A California judge has upended a routine vandalism prosecution by removing the entire Santa Clara County District Attorney's office, ruling that the elected prosecutor's public work fighting antisemitism made him too biased to try activists who trashed Stanford University's president's office.
The case stems from a June 2024 protest where demonstrators occupied the Stanford president's office, causing over $360,000 in damage—breaking windows, spray-painting walls, and disabling security cameras. District Attorney Jeff Rosen charged 12 individuals with felony vandalism and conspiracy to trespass, notably declining to add hate crime enhancements, a decision that arguably favored the defendants by focusing on conduct rather than motive.
After a jury deadlocked 9-3 on vandalism and 8-4 on conspiracy, Rosen announced a retrial. The defendants then moved to recuse him, arguing his campaign website and a December email to about 600 supporters improperly linked the case to his broader anti-antisemitism advocacy. Judge Kelley Paul agreed, removing Rosen and his entire office on May 8.
Legal experts quickly condemned the ruling as an extreme overreach. Under California Penal Code Section 1424, recusal requires an “actual likelihood of unfair treatment,” not merely a perception of impropriety. Disqualifying an entire office demands an “especially persuasive” showing that the district attorney's personal interest would infect line prosecutors—a bar the California Supreme Court has set very high.
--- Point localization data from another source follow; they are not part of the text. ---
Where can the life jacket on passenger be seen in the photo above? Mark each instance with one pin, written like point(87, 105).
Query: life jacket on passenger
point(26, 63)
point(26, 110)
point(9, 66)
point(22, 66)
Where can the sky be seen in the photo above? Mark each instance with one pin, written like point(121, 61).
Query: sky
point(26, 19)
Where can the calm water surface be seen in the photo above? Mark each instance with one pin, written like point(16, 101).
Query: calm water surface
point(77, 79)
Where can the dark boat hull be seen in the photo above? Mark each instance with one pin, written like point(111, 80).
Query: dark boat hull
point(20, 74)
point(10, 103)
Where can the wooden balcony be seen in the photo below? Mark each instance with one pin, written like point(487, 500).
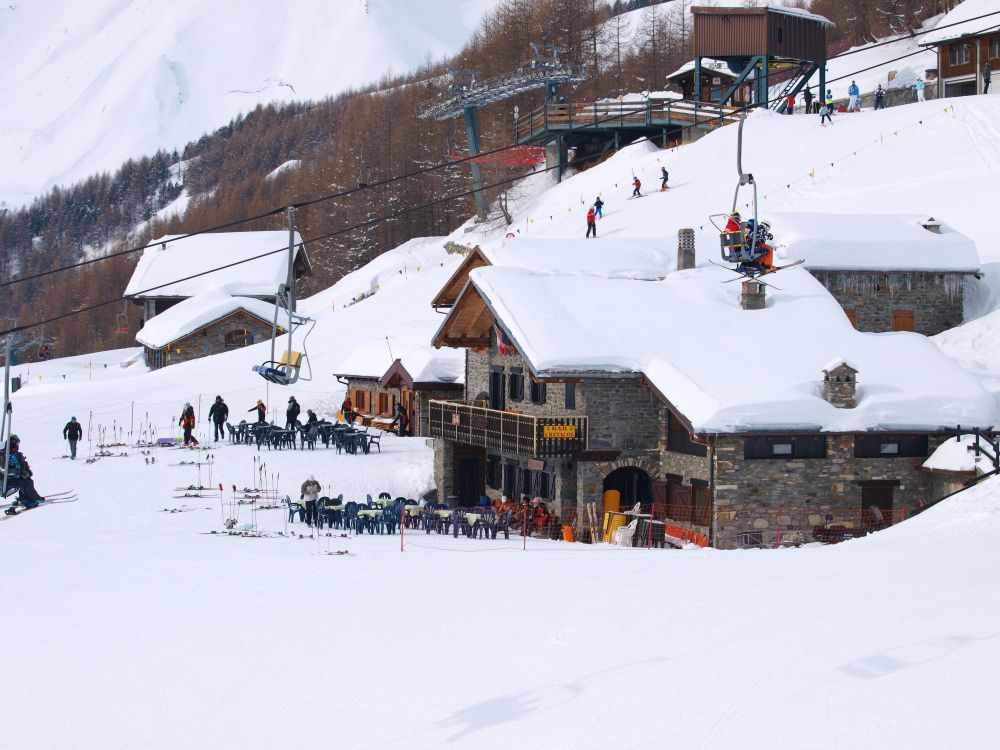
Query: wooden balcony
point(506, 431)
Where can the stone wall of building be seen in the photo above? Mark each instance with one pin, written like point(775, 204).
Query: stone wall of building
point(935, 299)
point(768, 501)
point(210, 340)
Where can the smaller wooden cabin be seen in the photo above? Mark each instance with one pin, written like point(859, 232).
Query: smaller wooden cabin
point(210, 323)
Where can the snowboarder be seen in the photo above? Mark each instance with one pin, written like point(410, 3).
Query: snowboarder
point(187, 421)
point(401, 420)
point(219, 413)
point(880, 97)
point(292, 414)
point(852, 93)
point(72, 432)
point(310, 494)
point(19, 473)
point(261, 412)
point(591, 223)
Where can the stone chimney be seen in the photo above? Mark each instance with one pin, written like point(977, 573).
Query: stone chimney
point(685, 249)
point(840, 382)
point(752, 295)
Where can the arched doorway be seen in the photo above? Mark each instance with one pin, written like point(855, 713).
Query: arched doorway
point(633, 483)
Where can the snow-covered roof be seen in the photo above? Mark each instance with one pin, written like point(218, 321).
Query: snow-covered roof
point(708, 65)
point(960, 15)
point(424, 363)
point(724, 368)
point(191, 314)
point(872, 242)
point(168, 259)
point(957, 454)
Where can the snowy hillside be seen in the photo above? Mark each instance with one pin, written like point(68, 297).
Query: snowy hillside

In Haraguchi v. Superior Court, the state's top court declined to recuse a prosecutor who had written a novel resembling his own case, giving him a direct financial stake. If that wasn't disqualifying, critics argue, a 600-person campaign email shouldn't be either. By contrast, in People v. Pomar, San Francisco DA Brooke Jenkins was properly recused after publicly attacking her office's handling of a murder case involving a family member—a concrete, personal conflict absent here.
Rosen's only “conflict” is that he believes antisemitism is a serious problem and described this case in that context. Yet district attorneys routinely campaign on priorities—fighting gangs, domestic violence, or hate crimes—without being disqualified from related cases. New York AG Letitia James pursued Donald Trump after campaigning against him; Manhattan DA Alvin Bragg prosecuted Trump after running on his prior Trump work; Alameda DA Pamela Price campaigned on racial equity and wasn't recused from racially charged cases.
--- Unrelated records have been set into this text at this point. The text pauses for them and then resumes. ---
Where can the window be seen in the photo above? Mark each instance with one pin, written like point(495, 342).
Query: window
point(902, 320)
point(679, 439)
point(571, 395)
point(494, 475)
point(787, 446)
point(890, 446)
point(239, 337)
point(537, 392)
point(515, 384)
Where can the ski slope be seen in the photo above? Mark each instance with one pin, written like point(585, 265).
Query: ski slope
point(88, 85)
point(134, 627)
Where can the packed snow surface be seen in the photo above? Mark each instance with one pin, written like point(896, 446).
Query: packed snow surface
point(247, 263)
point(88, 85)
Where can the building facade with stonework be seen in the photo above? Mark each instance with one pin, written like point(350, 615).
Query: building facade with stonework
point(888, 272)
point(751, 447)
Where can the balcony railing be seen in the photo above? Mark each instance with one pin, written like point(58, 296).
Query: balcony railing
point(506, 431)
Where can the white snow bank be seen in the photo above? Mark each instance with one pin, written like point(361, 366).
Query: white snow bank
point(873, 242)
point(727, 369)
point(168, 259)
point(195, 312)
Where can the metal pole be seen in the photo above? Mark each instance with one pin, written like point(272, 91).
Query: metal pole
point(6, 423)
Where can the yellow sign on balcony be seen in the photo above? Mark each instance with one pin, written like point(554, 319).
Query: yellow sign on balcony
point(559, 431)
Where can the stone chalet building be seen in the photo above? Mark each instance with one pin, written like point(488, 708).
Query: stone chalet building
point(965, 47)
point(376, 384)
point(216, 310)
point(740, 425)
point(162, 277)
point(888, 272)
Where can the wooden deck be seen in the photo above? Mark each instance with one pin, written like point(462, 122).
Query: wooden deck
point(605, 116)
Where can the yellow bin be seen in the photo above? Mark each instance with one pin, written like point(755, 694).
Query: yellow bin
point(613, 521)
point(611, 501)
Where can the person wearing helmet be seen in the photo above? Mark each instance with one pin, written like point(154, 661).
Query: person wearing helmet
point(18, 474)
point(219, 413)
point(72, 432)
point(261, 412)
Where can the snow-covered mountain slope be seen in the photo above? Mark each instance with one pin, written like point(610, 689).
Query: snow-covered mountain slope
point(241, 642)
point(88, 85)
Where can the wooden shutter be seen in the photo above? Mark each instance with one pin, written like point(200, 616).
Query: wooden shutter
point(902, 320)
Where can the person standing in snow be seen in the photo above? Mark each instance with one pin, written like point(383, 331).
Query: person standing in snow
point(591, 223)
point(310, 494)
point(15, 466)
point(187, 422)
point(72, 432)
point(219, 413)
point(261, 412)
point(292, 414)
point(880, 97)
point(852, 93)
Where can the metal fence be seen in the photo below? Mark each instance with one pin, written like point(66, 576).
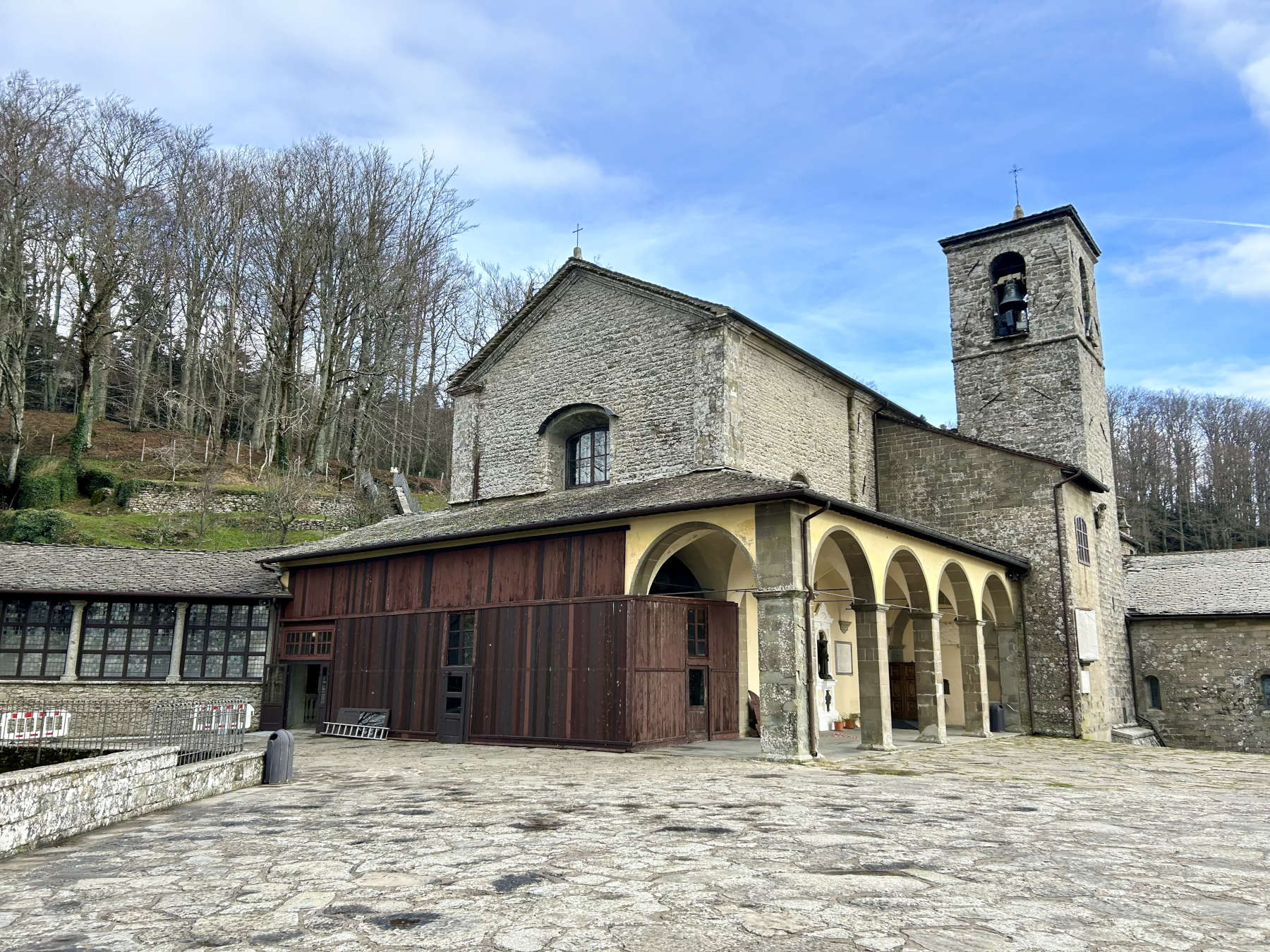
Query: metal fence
point(35, 729)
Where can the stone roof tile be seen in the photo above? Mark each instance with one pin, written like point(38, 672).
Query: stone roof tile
point(109, 570)
point(1235, 582)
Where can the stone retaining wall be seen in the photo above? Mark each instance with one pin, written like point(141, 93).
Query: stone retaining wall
point(55, 693)
point(164, 498)
point(47, 804)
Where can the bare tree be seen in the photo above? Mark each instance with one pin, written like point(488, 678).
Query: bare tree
point(289, 494)
point(37, 135)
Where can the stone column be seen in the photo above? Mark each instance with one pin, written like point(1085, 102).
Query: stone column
point(71, 672)
point(178, 642)
point(931, 724)
point(1010, 666)
point(781, 597)
point(974, 678)
point(873, 676)
point(781, 664)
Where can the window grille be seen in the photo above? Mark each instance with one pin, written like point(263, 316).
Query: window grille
point(308, 645)
point(460, 639)
point(1082, 541)
point(33, 637)
point(127, 640)
point(588, 458)
point(225, 641)
point(698, 642)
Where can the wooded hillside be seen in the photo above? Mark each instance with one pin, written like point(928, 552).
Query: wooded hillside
point(1193, 469)
point(308, 301)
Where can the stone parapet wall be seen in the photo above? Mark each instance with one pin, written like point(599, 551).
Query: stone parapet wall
point(44, 805)
point(1209, 673)
point(47, 693)
point(176, 498)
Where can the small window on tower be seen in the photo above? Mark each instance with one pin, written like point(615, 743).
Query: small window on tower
point(1009, 274)
point(1082, 539)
“It strains credulity to claim that the same rhetoric crosses the line only when the crime being fought is antisemitism and the prosecutor is Jewish,” wrote Mark Goldfeder, a law professor and CEO of the National Jewish Advocacy Center, in the original analysis.
The defendants weren't charged for criticizing Israel or for the antisemitic content of their graffiti—they were charged for breaking into offices and causing property damage. If the evidence is weak, the remedy is acquittal, not recusal of the entire prosecution team.
Rosen's own framing—dissent is protected, vandalism is criminal—captures the proper balance. The judge's ruling, however, risks politicizing prosecutorial recusal, allowing defendants to shop for a friendly prosecutor based on the DA's worldview rather than any concrete bias. As Goldfeder noted, a defendant isn't entitled to a prosecutor with no worldview, only one who can apply the law fairly.